Вдруг под деревом я увидел лицо - оно, казалось, неярко светилось
изнутри. Печальные глаза под копной легких волос, должно быть каштановых,
хотя в ночи они выглядели серыми; бледная кожа, детский рот, должно быть
красный, хотя в ночи и он выглядел серым.
- Пошли, - сказал я.
Я схватил ее за руку, это была человеческая рука; моя ладонь коснулась
ее ладони, наши пальцы нашли друг друга и сплелись, пока мы брели в этом
незнакомом городе, по незнакомой улице.
- Не зажигай света, - сказал я, когда мы оказались в комнате, в которой
я теперь плыл, потерянный в кромешной тьме.
В темноте я ощутил прикосновение мокрых от слез щек, сорвался и полетел
в бездну, полетел так, как летишь с головокружительно крутой лестницы,
мягкой, бархатной лестницы. Я падал все глубже и глубже, и все новые
бездны разверзались подо мной...
Моя память сообщила мне, что все это было и что теперь я лежу на этой
подушке, в этой комнате, рядом с ней, хотя и не слышу ее дыхания: она спит
тихо, как ребенок. Господи, неужели я теперь только мозг?

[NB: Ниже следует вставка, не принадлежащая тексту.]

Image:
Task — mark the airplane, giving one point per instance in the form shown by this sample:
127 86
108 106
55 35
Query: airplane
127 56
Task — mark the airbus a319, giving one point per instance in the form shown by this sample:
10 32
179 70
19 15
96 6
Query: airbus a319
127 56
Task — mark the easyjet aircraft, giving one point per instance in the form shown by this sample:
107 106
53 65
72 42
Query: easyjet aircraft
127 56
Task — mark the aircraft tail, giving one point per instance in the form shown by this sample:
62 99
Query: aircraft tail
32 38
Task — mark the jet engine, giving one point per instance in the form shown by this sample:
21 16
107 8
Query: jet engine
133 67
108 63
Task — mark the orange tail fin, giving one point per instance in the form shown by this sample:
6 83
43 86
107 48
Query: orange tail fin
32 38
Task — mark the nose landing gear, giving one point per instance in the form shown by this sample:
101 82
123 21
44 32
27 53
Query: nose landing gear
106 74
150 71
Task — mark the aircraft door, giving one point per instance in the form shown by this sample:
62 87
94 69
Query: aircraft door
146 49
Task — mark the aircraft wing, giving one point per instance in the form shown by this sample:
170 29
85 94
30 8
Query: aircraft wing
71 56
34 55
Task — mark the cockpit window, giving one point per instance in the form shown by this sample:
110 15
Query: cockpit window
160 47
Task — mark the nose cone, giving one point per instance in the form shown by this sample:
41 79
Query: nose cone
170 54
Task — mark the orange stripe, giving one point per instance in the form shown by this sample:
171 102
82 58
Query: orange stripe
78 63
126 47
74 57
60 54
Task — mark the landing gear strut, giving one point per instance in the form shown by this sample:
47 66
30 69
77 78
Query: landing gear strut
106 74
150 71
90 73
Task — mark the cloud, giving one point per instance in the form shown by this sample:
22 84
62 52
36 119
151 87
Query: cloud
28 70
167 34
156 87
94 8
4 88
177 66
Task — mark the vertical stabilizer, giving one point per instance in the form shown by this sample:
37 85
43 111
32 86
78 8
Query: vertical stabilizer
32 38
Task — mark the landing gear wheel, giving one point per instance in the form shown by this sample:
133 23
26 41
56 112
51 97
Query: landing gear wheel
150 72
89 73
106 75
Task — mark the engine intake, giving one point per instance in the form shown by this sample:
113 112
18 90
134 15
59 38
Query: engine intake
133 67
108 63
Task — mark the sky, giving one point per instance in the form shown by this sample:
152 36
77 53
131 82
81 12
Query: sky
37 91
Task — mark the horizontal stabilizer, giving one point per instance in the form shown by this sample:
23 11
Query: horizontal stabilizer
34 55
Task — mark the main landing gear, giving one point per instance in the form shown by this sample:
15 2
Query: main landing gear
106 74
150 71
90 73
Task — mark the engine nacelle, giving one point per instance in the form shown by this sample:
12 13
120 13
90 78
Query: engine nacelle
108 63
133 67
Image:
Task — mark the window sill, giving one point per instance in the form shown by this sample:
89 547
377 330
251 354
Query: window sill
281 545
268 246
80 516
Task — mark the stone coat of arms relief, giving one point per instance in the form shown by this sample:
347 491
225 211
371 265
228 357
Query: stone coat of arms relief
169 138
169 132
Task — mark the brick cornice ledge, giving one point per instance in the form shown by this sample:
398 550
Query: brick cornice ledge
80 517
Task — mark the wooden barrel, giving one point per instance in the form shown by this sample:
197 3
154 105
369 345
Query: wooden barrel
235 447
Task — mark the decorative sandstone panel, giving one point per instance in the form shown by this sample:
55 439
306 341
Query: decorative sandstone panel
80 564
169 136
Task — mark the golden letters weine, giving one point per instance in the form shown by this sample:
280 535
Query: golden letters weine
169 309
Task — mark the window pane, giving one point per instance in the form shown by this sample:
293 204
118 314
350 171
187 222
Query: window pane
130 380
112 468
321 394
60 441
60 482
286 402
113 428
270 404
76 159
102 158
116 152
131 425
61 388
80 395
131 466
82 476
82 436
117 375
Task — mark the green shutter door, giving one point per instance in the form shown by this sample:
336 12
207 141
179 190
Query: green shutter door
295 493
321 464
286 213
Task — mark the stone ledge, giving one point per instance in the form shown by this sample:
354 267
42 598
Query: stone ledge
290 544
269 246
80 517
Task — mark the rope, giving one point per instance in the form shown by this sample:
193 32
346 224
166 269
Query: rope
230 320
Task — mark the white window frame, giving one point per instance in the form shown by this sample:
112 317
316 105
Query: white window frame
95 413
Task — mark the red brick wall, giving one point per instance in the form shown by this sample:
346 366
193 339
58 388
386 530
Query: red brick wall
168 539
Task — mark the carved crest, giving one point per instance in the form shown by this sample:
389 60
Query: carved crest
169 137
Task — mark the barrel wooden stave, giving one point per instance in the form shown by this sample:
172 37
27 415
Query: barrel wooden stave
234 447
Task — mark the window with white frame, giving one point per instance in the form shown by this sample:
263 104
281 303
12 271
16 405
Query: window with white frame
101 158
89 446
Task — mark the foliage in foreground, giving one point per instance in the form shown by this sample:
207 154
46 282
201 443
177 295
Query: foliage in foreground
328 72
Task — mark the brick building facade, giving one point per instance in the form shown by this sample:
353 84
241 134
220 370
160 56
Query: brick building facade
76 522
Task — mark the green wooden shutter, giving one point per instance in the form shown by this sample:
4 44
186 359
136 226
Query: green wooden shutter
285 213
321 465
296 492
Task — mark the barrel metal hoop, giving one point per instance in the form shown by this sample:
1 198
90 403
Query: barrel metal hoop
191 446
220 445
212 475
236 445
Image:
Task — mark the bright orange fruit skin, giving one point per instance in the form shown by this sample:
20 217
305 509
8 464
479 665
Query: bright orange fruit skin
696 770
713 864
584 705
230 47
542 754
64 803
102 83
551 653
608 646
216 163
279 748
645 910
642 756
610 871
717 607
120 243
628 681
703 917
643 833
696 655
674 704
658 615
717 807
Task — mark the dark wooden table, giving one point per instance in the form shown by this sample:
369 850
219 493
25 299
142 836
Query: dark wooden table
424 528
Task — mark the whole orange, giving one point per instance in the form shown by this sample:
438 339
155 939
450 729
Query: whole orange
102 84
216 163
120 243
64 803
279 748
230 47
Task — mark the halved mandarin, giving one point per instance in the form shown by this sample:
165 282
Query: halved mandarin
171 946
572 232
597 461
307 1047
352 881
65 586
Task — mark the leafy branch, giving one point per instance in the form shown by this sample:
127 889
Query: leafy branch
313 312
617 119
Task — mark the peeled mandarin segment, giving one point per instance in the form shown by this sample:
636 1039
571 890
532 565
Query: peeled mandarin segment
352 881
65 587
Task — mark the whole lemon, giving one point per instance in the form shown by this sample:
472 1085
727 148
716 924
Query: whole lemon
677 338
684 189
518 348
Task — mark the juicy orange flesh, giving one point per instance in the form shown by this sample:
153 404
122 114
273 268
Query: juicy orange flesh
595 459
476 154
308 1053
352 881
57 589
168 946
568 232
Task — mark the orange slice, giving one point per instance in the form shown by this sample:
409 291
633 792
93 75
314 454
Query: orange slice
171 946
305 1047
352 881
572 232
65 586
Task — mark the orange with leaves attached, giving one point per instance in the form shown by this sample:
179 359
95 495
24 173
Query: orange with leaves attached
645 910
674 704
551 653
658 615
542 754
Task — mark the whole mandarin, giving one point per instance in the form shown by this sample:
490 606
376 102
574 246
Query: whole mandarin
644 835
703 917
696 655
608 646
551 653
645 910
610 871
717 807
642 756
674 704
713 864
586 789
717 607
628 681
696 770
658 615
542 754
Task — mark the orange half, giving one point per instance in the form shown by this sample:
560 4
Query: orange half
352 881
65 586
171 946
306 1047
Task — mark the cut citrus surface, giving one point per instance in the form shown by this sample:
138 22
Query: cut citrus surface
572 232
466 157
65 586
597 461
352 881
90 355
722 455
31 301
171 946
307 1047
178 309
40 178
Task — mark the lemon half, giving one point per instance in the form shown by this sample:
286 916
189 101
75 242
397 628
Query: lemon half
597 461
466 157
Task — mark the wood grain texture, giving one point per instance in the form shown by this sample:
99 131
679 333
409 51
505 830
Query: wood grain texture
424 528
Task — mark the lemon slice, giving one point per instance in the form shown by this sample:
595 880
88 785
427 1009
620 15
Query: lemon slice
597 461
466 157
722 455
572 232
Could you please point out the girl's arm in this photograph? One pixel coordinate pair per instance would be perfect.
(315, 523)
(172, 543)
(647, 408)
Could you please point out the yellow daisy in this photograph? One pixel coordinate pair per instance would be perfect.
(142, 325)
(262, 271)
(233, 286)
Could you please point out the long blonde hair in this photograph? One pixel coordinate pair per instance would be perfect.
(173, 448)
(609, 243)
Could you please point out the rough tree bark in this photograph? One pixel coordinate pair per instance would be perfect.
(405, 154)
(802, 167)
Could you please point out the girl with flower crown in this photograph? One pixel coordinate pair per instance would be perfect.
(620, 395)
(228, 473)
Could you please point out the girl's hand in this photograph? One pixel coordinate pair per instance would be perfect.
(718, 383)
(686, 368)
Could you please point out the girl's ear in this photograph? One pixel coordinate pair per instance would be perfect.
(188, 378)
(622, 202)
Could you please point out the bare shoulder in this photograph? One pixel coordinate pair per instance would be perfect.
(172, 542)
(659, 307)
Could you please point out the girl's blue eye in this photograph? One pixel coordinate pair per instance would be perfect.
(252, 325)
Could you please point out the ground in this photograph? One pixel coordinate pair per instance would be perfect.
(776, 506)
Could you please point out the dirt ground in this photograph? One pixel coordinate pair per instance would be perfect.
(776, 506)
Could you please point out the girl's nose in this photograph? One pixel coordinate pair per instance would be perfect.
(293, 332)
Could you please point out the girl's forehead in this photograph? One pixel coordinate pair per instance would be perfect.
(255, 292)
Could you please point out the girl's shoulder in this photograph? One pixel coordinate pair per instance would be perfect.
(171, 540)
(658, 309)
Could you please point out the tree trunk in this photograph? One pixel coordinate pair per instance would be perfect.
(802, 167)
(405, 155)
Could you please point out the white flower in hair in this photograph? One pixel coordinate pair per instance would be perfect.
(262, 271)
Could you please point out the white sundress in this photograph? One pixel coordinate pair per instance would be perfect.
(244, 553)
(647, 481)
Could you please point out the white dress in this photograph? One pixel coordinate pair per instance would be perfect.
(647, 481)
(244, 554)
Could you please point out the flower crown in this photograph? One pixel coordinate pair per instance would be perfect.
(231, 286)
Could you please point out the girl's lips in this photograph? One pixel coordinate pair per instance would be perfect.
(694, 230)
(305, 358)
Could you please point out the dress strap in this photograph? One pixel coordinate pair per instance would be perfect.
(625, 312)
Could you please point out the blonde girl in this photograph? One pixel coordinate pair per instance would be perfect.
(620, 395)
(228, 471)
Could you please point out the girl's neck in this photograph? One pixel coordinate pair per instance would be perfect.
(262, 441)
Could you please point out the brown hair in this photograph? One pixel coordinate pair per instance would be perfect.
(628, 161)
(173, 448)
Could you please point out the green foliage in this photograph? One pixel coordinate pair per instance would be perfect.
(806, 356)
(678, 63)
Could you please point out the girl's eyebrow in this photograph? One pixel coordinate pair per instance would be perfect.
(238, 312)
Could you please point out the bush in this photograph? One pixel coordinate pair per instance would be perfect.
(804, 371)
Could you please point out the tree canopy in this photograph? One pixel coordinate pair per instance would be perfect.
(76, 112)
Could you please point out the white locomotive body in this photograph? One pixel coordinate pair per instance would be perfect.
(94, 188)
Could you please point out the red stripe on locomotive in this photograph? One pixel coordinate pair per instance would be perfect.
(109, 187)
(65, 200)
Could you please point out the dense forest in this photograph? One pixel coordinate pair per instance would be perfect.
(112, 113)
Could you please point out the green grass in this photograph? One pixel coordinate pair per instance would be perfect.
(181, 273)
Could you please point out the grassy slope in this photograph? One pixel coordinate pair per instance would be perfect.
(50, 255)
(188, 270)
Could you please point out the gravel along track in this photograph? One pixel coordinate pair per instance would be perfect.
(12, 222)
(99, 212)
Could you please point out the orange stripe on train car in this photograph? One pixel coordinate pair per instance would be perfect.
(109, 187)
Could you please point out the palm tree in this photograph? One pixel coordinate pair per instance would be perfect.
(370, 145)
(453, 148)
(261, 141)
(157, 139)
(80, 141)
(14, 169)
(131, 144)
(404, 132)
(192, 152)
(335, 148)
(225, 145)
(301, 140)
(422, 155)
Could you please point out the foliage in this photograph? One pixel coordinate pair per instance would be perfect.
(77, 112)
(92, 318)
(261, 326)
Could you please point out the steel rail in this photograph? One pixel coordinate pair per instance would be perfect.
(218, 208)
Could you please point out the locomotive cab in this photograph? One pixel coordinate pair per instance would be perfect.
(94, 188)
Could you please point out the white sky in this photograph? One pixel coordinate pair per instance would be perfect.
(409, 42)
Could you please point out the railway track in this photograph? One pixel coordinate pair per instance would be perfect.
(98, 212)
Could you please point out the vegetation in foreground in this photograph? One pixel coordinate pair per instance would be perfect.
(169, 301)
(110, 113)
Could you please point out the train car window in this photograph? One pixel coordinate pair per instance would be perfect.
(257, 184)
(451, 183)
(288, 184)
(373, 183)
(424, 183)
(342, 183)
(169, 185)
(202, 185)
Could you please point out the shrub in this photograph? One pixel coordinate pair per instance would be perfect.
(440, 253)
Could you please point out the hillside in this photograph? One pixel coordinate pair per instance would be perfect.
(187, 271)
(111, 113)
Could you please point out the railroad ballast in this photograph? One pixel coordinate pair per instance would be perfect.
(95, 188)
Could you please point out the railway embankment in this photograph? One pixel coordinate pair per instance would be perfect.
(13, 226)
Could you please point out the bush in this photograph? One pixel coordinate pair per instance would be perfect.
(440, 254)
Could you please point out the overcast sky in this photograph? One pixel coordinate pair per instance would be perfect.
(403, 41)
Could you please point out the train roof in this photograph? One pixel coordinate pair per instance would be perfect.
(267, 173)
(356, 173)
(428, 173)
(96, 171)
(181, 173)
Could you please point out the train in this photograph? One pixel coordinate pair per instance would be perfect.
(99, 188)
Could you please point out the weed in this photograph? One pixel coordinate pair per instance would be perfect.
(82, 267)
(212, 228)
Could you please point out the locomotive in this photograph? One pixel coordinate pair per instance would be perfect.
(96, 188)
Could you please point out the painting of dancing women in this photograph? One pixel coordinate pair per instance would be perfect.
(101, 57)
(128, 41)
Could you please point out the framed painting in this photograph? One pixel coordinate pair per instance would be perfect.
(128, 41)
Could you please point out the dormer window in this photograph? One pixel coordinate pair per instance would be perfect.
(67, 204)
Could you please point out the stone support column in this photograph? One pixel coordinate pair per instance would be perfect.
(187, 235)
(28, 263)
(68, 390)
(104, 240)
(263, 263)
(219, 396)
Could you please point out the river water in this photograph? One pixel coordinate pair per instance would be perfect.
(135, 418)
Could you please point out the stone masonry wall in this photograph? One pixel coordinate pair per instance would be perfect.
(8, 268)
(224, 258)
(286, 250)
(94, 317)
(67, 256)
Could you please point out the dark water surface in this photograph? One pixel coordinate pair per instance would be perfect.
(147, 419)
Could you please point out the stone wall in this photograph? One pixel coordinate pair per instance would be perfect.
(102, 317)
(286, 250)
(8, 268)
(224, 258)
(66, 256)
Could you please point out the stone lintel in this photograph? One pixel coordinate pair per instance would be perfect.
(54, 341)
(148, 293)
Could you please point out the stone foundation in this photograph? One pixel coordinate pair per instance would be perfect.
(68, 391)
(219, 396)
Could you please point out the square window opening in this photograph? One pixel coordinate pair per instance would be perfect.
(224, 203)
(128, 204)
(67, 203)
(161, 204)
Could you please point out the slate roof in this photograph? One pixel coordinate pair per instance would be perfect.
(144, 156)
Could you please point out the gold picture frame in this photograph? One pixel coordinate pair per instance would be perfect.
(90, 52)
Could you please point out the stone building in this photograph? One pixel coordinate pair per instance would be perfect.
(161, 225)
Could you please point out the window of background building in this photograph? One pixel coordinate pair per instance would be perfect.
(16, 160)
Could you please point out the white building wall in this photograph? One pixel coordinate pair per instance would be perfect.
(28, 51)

Иногда темный поток, круживший меня, казалось, затихал, и тогда во мне
вспыхивала надежда, что я проснусь, вновь почувствую свои ноги, вновь буду
слышать и различать запахи, а не только думать; но стоило этой робкой
надежде чуть возрасти и окрепнуть, как она снова начинала понемногу
убывать, ибо черная вода опять принималась бурлить и, подхватив мое
беспомощное тело, опять несла его вне времени и пространства, в омут
полной потерянности.
Моя память сообщила мне также, что ночь имеет свои пределы, что ее
неизбежно сменит день. Она сообщила мне, что я могу пить, целовать,
плакать и даже молиться, но ведь молиться нельзя одним мозгом. Я знал, что
уже проснулся, что лежу в постели венгерской девчонки, на ее мягкой
подушке, в очень темную ночь; все это я знал и все же был уверен, что
мертв...
Это напоминало рассвет, когда развидняется медленно, так несказанно
медленно, что за ним нельзя уследить; сперва думаешь, что ты ошибся: стоя
темной ночью в окопе, трудно поверить, что нежная светлая полоска где-то
за невидимым горизонтом и есть забрезжившее утро; думаешь, что ты ошибся,
что это мираж, рожденный твоими усталыми воспаленными глазами. И все же
это и есть рассвет, который становится все явственней: воздух незаметно
сереет, свет прибывает исподволь, но прибывает, белесые пятна за
горизонтом все расширяются, и ты волей-неволей понимаешь, что наступает
день.
Я вдруг почувствовал, что озяб; одеяло сбилось в сторону, моим голым
ногам стало холодно, и я ощутил реальность этого холода; я глубоко
вздохнул и услышал свое собственное дыхание; струя воздуха коснулась моего
подбородка; я наклонился вперед, ощупью нашел одеяло и прикрыл им ноги. У
меня снова были руки, снова были ноги, я ощущал свое собственное дыхание.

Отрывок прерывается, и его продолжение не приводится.